By Paddy Ryan

 

As a nine-year-old sitting on the hard bench beside Donie, I didn’t envy his natural athletic prowess, his skill with a ball or his sweet rendition of popular songs learnt from older siblings. But I was green with envy at the stuff he regularly got in the American parcels.

There was the day he produced a shiny red and silver Roy Rodgers outfit that had a long holder for the silver gun. His copious school bag also contained the finishing touch of a black cowboy hat with golden tassels.

Over sixty years later, I can still see the lot laid out before me like sacred vestments.

Of course, the morality of cowboys and their treatment of unfortunate native Americans was something that would come much later. I don’t recall the exact details of the transaction and how I managed to obtain the Roy Rodgers outfit but I feel it could have been the shiny half-crown given to me by a generous uncle.

That was as close as I got to the American parcel but Donie had several aunts in Chicago — a city that sounded like Aladdin’s Cave to a nine-year old. While his American parcels must have contained clothes, they were of little interest except recalling the colourful ties that his father wore to Mass.

Of much more immediate interest were the comics that Donie waved like golden nuggets in the school playground. I wonder if those aunts knew the joy they put into their boxes of stuff to cross the Atlantic?

Many years later, when I read the late John Healy’s terrific tale of ‘Nineteen Acres’, it was a revealing insight into the American parcel. Growing up near Charlestown, County Mayo, he recalled the family regularly receiving American parcels.

Years later while working as a journalist he visited his aunts in New York who had sent the parcels. To his amazement, he discovered that most of the stuff that reached his home had been bought in a local pawnshop and then sent to Mayo.

Perhaps it was karma that saw me, later, working in the Foreign Parcels Post in Dublin where I became intimately acquainted with the American parcels.

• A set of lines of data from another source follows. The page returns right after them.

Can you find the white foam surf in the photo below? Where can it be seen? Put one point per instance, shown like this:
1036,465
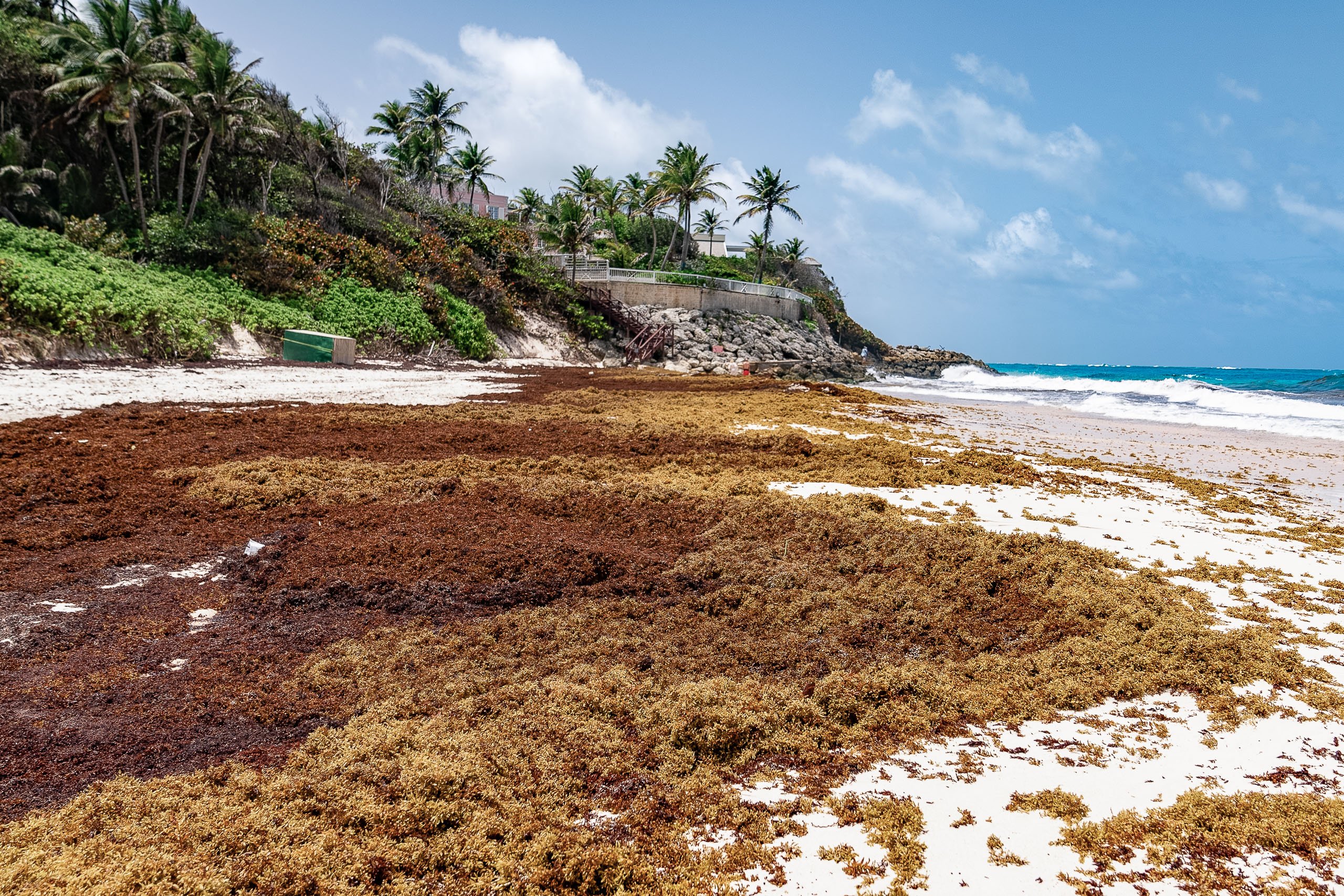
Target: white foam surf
1166,400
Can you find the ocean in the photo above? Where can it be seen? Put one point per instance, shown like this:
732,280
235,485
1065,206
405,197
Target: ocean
1287,402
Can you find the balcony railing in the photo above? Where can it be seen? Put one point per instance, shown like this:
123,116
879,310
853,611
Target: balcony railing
707,282
598,269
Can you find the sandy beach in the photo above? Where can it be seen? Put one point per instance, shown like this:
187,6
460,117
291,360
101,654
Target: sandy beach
1096,785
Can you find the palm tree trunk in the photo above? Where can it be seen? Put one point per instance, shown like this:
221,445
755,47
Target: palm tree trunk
116,164
182,163
135,171
686,233
668,253
201,174
159,143
654,226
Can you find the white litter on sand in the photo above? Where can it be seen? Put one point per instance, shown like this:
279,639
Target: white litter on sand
29,392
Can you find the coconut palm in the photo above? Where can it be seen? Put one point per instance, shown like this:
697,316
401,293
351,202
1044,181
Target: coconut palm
649,203
768,193
569,226
392,120
474,164
609,199
17,182
178,29
226,100
585,184
112,66
632,190
760,246
709,222
686,178
527,206
792,253
435,114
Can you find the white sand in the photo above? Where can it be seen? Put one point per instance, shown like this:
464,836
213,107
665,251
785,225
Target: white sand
1117,761
29,392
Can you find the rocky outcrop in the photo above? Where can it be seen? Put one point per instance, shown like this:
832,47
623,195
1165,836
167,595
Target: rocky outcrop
790,350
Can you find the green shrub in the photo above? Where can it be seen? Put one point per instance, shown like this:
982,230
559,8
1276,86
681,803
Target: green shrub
51,285
588,323
365,313
463,324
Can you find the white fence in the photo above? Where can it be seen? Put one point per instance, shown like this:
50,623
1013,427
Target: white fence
598,269
584,268
707,282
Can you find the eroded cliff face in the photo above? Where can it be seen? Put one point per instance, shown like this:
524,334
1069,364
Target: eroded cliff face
726,343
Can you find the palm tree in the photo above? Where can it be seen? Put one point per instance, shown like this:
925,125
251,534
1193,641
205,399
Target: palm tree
18,182
178,27
227,101
651,202
766,194
569,226
392,120
585,184
632,190
474,164
435,114
760,246
113,65
685,174
527,205
710,222
609,199
792,253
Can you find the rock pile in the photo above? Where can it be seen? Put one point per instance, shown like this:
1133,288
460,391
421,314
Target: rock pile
726,342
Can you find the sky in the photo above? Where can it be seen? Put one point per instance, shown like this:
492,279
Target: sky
1141,183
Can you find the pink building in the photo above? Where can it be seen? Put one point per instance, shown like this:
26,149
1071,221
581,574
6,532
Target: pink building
483,205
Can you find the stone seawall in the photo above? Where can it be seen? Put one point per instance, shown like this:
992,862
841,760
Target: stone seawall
706,300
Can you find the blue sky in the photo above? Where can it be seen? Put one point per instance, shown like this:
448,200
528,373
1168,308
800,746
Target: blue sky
1049,183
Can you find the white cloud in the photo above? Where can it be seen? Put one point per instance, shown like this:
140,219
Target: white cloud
539,114
1025,241
1124,280
947,214
1215,125
965,125
1315,217
1223,195
1241,92
994,76
1105,234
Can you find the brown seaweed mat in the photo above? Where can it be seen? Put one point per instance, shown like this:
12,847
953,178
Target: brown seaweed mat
515,647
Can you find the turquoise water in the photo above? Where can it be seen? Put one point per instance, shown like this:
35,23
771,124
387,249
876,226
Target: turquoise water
1327,386
1289,402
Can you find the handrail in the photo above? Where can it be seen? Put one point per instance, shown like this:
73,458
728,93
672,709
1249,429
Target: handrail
678,279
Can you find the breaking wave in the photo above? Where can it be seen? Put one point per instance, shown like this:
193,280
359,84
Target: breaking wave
1287,402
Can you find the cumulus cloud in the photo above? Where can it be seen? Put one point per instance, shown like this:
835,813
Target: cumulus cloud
1241,92
994,76
537,111
1105,234
1027,242
1315,217
1223,195
968,127
945,214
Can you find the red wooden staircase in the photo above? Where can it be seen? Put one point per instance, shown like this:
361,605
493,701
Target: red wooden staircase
646,338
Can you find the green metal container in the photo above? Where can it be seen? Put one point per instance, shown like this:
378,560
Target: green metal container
311,345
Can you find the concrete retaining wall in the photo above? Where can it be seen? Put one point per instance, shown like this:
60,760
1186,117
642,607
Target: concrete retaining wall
706,300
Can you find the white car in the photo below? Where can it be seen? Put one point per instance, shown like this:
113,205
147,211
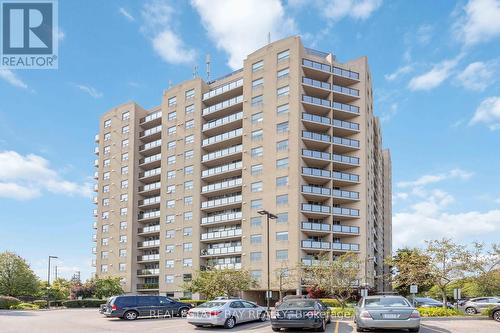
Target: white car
226,312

Indeed, a special section was devoted to them. All of them bore a Customs declaration, affixed by the sender, declaring their contents as ‘used clothing.’ Which indeed was nearly always true when the random checks were done and their contents laid out.

I recall that most of these that came through Dublin were for Mayo, Galway, Leitrim and Donegal. I’m sure many a child, like my friend Donie, was thrilled to receive the American goodies. Most of them also contained a few bars of chocolate or as Donie would have described it ‘candy’.

In another quirk of fate, the American parcel — the envy of my 1950s childhood—became a feature in my own household. My daughter was the regular recipient of stuff from her unmarried, maternal grandaunt, who lived in New York.

These contained the prettiest dresses, decorations to ‘dress’ the Christmas tree and on one occasion, when she was eleven or twelve a Swatch watch. I can still recall her delight as she proudly showed off the watch to her friends. I could empathise with their envy. And the bed of Heaven to that dear generous grandaunt who despatched such joy to a child.

While I believed the American parcel to be an Irish phenomenon, I was mistaken. About fifteen years ago at a conference in Oslo, I was seated next to a senior Norwegian official at dinner. Our conversation ranged from Norway during WWII to her aunts and uncles who had emigrated to Pittsburgh, Pennsylvania.

She went on to relate how as a child during and after WWII, she looked forward so much to the Pittsburgh parcels and the joy they gave her with American comics, candy and pretty clothes not available at home.
And I was reminded again of that red and silver Roy Rodgers outfit being carefully unwrapped from the great American parcel.